How do I moderate reader comments effectively?
Use the Comments dashboard, spam filters, and pre-moderation mode to keep your reader conversations healthy without spending hours every day on cleanup.
VeloCMS comment moderation works through Admin → Comments, where you see a real-time queue of pending, approved, and spam comments across all your posts. The built-in spam filter catches most automated junk automatically — you mainly need to review the Pending tab if you have pre-moderation on, or spot-check the Approved tab to remove anything that slipped through.
What does the comment moderation dashboard show me?
The dashboard has three tabs. Pending holds comments waiting for your approval (only populated when pre-moderation is enabled). Approved shows every live comment with a quick delete or spam-flag button. Spam contains comments the system has already auto-blocked — review this occasionally to make sure legitimate comments didn't land here by mistake.
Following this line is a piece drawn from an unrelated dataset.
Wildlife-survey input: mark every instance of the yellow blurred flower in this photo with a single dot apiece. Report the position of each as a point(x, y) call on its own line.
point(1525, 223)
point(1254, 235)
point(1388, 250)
Each row shows the comment text, the commenter's name and email, the post it was left on, and the timestamp. You can filter by post title if you want to see all the comments on a specific article.
How do I permanently block a commenter?
Find any comment from that person and click the three-dot menu on the right side of the row. Choose Block commenter. This adds their email address to your block list — all future comments from that address are silently rejected, and if they're a registered reader their ability to post comments is revoked immediately. The block is tenant-scoped, meaning it only affects your blog. You can review and remove blocks from Settings → Engagement → Blocked commenters at any time.
Should I use pre-moderation for all posts or just certain ones?
It depends on your traffic and the sensitivity of your content. Pre-moderation on every post means nothing appears until you explicitly approve it — great for controversial topics but it adds a delay that can kill the conversational energy of a fast-moving thread. A smarter approach for most publishers is to leave global pre-moderation off but enable it per post when you're publishing something you expect to attract inflammatory responses. You can also set a word count threshold: very short comments (under 15 words) are often just 'Great post!' noise or spam — auto-holding those for review cuts moderation time noticeably.
Can I set up keyword filters to automatically reject certain comments?
Yes. Under Settings → Engagement → Comment filters, you can add a list of words or phrases that automatically reject or hold for review any comment containing them. This is most useful for catching spam that the automated filter misses (like specific product names that scammers keep pushing) or for setting community norms around language. The filter is case-insensitive and supports partial word matching — adding 'casino' catches 'online casino', 'casino bonus', and similar variations without you needing to list every permutation.
The most effective comment moderation strategy is a combination: automated spam filter on, keyword filters for your most common spam patterns, pre-moderation only on posts you know will attract trouble, and a quick daily check of the Approved tab to catch anything unusual. Most publishers spend under 5 minutes per day on this once the filters are dialed in.